Afghanistan: pressing need for continued international donor support

21 March 2002

More than 80,000 Afghans have returned home from Pakistan in just three weeks under an assisted repatriation programme organized by UNHCR, Afghan authorities and the government of Pakistan. That means we have already surpassed the average annual repatriation rate since 1993.

It also signifies a real vote of confidence by Afghans in the future of their country, and we're extremely pleased that we're able to provide some help to those who - despite the enormous challenges they will face - have made the difficult choice to go home. They deserve all the help they can get.

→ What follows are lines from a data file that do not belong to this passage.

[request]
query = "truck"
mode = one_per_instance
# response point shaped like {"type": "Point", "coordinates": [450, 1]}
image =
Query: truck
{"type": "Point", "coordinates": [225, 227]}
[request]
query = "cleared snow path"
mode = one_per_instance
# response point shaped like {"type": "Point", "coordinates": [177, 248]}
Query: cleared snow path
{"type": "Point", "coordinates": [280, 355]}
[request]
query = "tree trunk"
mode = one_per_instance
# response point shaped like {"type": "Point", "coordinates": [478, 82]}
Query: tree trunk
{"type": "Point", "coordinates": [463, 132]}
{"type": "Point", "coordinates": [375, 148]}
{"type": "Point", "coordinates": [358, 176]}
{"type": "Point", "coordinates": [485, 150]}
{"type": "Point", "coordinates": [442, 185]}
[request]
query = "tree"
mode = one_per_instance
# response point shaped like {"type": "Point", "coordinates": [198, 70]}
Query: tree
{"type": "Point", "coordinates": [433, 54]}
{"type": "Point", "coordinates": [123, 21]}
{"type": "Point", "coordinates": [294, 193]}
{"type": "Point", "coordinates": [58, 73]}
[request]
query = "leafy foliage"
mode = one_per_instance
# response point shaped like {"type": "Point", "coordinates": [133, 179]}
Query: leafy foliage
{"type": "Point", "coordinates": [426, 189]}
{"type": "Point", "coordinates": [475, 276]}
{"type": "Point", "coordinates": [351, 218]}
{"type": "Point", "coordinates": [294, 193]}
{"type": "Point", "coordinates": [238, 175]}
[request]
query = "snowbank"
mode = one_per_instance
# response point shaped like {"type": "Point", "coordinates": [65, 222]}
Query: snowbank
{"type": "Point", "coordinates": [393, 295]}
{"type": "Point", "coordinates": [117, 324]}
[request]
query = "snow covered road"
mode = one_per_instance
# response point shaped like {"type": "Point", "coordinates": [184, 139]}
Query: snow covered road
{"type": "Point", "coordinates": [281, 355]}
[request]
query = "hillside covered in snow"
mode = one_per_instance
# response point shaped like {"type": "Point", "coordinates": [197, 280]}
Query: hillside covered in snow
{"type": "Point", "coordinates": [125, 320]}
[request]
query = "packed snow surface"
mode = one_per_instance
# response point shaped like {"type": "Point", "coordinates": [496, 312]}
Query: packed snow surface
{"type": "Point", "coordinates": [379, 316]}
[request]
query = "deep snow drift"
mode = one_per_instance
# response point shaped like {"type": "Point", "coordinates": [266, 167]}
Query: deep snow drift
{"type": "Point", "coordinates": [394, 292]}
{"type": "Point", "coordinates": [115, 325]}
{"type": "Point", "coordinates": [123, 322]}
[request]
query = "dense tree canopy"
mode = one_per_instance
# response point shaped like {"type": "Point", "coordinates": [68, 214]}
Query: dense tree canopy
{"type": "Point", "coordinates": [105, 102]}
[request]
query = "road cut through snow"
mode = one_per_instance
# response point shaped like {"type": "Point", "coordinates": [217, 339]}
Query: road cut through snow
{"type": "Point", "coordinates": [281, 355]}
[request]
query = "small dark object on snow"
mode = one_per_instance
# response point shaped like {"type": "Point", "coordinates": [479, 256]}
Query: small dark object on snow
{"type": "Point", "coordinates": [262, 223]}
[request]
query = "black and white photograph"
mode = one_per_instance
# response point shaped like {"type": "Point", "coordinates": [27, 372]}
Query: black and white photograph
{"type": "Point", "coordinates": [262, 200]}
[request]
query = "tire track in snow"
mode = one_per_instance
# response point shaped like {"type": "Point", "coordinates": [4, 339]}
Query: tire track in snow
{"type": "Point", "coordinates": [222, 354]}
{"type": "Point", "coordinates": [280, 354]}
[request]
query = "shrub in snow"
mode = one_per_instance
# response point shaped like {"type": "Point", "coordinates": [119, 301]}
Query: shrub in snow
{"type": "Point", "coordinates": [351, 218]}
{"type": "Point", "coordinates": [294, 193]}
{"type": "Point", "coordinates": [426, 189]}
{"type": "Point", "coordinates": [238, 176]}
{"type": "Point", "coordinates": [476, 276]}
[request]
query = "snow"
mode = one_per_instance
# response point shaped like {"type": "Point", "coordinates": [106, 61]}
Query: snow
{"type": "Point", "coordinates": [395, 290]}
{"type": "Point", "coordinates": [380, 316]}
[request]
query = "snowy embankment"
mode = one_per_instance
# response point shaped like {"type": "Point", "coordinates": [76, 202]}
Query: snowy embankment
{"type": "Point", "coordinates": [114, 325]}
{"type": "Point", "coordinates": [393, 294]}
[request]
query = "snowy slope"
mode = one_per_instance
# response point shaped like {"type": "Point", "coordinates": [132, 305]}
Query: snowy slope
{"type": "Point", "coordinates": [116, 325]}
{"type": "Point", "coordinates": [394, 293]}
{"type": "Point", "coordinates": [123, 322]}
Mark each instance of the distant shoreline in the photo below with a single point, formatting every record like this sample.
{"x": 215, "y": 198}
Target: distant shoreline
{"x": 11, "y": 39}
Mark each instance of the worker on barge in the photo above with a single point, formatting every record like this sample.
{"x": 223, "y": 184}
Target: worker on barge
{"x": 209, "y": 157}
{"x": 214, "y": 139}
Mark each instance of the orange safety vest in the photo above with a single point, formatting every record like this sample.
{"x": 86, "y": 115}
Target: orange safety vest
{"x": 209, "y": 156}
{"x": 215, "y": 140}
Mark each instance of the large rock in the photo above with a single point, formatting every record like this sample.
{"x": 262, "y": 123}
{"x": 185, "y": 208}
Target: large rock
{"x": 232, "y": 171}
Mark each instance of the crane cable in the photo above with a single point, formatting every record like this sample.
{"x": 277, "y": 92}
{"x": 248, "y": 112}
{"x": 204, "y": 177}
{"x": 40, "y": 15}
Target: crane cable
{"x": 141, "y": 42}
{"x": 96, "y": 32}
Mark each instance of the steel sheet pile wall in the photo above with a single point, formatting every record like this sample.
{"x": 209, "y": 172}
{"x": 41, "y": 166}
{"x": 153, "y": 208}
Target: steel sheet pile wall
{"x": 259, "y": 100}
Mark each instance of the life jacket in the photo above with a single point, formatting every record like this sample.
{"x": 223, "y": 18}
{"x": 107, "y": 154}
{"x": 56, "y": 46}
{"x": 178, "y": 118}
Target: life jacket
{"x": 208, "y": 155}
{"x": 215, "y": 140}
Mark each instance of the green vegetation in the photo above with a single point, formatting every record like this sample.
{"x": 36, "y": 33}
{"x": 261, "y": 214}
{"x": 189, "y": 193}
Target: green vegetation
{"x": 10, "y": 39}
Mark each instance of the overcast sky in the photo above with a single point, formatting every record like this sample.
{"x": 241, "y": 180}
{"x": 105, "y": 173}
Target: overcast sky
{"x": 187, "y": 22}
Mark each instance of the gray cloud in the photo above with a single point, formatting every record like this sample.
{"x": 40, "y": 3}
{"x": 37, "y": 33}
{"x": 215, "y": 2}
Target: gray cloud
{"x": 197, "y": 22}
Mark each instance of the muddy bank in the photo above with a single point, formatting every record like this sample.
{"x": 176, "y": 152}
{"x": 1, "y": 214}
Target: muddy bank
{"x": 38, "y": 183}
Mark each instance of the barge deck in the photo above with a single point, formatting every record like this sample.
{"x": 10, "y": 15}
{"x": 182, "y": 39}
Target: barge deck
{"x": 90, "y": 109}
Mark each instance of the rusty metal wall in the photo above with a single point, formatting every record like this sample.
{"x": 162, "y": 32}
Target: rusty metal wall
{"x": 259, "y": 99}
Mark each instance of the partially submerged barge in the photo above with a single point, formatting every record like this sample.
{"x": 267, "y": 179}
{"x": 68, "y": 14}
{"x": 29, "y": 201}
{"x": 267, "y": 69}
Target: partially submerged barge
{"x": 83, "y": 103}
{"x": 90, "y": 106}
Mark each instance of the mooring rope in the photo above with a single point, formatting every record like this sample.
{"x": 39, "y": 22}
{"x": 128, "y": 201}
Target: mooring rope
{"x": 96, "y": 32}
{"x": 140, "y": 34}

But the enormous - and unexpected - popularity of this programme in just three short weeks also signals the pressing need for continued high levels of international donor support. As we mentioned last week, the large number of voluntary returns is already stretching our available resources. Now, with the arrival of warmer weather, we will likely be seeing hundreds of thousands more Afghans choosing to go home to rebuild their lives. We need to have everything in place to help them make that new start and to ensure that their return is sustainable. But given the very high rate of early returns, we're becoming increasingly concerned over the pace of funds provided and will be discussing this with donors next week.

In all, we need $271 million this year to help a projected 1.2 million refugees and internally displaced people go home. So far, we've received $119 million - or 44 percent of requirements - and we've already committed 93 percent of that. We still have a shortfall of $152 million. Since the vast majority of returnees are expected to go home between now and October, we urge donors to come forward with their contributions now.

We need funds, for example, to provide shelter materials like beams, doors, tools and other supplies. That component alone is $40 million and given the level of destruction in Afghanistan, is sorely needed.